By 2022, The Washington Post reported that Whites now more likely to die from covid than Blacks: Why the pandemic shifted . They quote Nancy Krieger, professor of social epidemiology at Harvard University’s T.H. Chan School of Public Health, who noted that officials had to figure out how to connect with “communities who are ideologically opposed to the vaccine” while contending with “the cumulative impact of injustice” on communities of color.

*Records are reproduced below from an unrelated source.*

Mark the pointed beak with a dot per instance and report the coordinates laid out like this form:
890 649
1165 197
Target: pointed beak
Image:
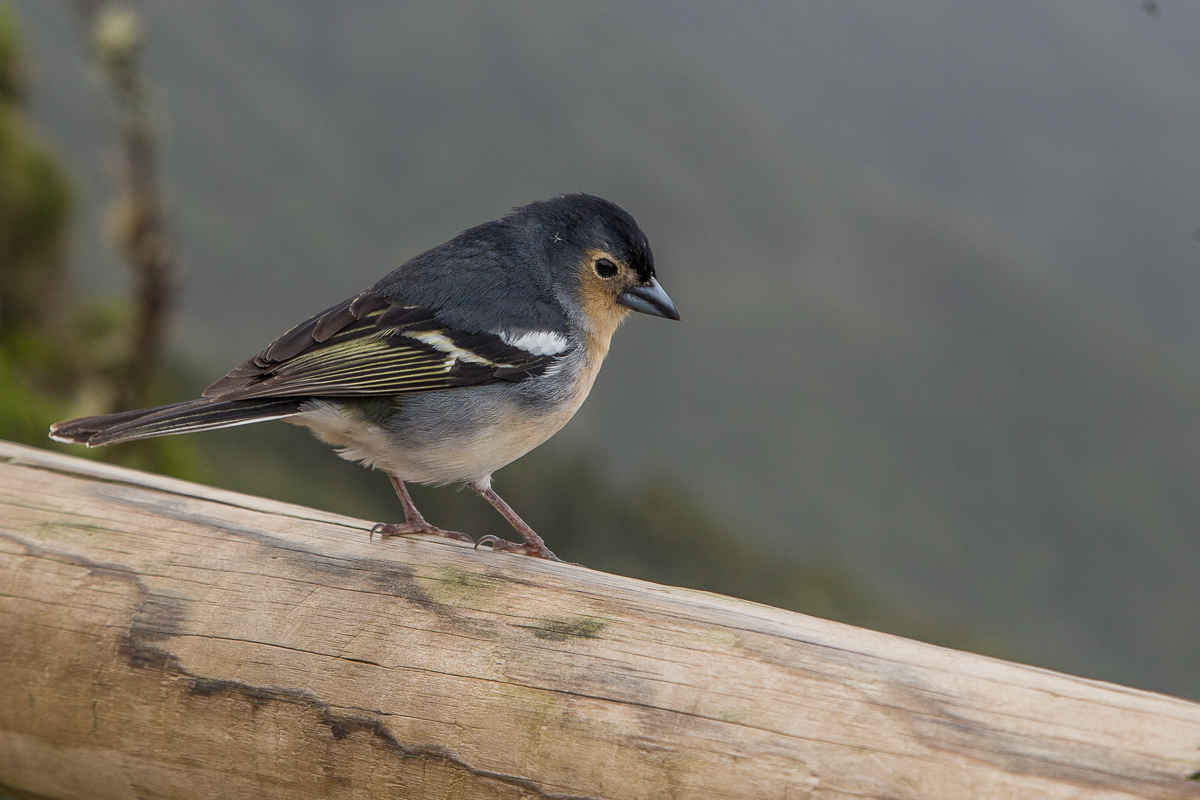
649 299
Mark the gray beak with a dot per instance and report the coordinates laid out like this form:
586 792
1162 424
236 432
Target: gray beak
649 300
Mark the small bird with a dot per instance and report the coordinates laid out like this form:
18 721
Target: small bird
457 362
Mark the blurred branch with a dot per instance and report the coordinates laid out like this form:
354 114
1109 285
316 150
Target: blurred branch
137 218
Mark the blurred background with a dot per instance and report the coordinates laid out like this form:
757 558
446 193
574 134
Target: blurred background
939 266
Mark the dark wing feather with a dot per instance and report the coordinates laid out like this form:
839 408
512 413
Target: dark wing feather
367 346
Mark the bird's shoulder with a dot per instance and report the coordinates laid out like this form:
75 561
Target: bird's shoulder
375 344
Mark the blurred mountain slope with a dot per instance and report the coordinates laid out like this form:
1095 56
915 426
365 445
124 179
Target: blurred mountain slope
1071 127
858 370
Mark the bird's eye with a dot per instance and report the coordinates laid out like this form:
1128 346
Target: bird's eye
605 269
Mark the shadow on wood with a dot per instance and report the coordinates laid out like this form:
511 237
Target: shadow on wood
173 641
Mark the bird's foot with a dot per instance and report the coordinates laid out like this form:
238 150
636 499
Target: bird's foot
538 551
423 527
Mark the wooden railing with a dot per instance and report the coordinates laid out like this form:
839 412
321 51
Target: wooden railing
165 639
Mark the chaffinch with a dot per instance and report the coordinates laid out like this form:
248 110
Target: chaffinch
454 365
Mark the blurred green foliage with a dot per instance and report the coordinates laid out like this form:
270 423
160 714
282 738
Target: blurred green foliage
57 354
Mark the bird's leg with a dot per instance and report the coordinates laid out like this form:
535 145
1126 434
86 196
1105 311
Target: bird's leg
414 523
533 545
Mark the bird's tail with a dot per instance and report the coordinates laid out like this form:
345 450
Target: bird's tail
178 417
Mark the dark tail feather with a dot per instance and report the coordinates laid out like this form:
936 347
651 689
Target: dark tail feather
178 417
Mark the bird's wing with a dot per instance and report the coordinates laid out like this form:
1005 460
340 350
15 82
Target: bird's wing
370 346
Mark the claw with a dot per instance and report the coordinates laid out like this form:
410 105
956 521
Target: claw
387 530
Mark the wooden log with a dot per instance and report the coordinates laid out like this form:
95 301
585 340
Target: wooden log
165 639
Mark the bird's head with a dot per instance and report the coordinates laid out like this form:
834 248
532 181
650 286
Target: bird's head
600 257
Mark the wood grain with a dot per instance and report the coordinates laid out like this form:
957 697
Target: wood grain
165 639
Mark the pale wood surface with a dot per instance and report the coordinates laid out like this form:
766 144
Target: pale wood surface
163 639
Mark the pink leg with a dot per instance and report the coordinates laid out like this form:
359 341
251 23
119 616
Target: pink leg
533 545
414 523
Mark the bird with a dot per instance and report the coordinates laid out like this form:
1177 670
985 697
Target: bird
451 366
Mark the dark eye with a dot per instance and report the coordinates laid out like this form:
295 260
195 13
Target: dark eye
605 269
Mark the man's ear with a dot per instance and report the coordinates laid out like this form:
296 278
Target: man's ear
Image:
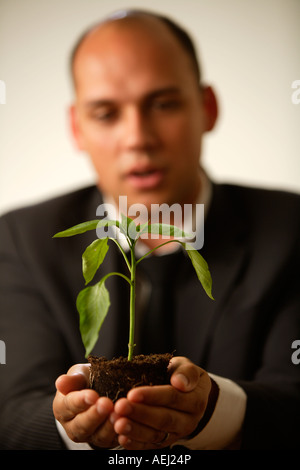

She went on to say, “Think about the fact that everyone who is age 57 and older in this country was born when Jim Crow was legal. What that did was intersect with covid-19, meaning that embodied history is part of this pandemic, too.”
The expansive article explains the shift in COVID death rates among more white people this way:
“The easy explanation is that it reflects the choices of Republicans not to be vaccinated, but the reasons go deeper. The Post interviewed historians and researchers who study the effects of White racial politics and social inequality on health, spoke with relatives and friends of those lost to covid, and compiled data from federal databases and academic studies.
What emerged is a story about how long-standing issues of race and class interacted with the physical and psychological toll of mass illness and death, unprecedented social upheaval, public policies — and public opinion.
Resilience gave way to fatigue. Holes left by rural hospital closures deepened. Medical mistrust and misinformation raged. Skeptics touted debunked alternatives over proven treatments and prevention. Mask use became a victim of social stigma.
Many Republicans decided they would rather roll the dice with their health than follow public health guidance — even when provided by President Donald Trump, who was booed after saying he had been vaccinated and boosted.”
This meant for white Americans that any effort by the government to contain a public health threat that was ravaging communities that did not look like them was seen as government overreach and an infringement on their freedom, just as they had seen all efforts – no matter how marginal – by the federal government to address centuries of racial discrimination in this country. Only this time, the result was the deaths of thousands of white Americans who also did not have to die if this government cared about any of the people in this country and implemented a comprehensive education and material response to keep people safe during the pandemic. These are efforts that were undertaken by the Chinese government to stop the spread of the virus, resulting in a drastically lower death toll than that of the US . China’s comprehensive response to the pandemic, which the US government under neither Trump nor Biden had, is why as many Chinese people haven’t died from the virus as people in the U.S. It has absolutely nothing to do with any alleged genetic immunity of the Chinese.
Robert F. Kennedy, Jr.’s comments are not productive or even intelligent contributions to the discourse we need to have regarding this government’s lack of a coordinated and humanitarian response to the COVID-19 pandemic. Peddling the “genetic predisposition to COVID-19” trope rather than connecting those needless excess deaths to their well-documented causes, capitalism and racism, is no better than the unscientific and dangerous response to the pandemic that we got from Trump or Biden.
Robert F. Kennedy, Jr. ignoring those systemic issues does not bode well for him having any answer for addressing these issues and everything else they impact in our lives if he were to win the nomination and ultimately the presidency. And we cannot afford any more of that, no matter how popular he is among the deluded section of the Latte Left in this country.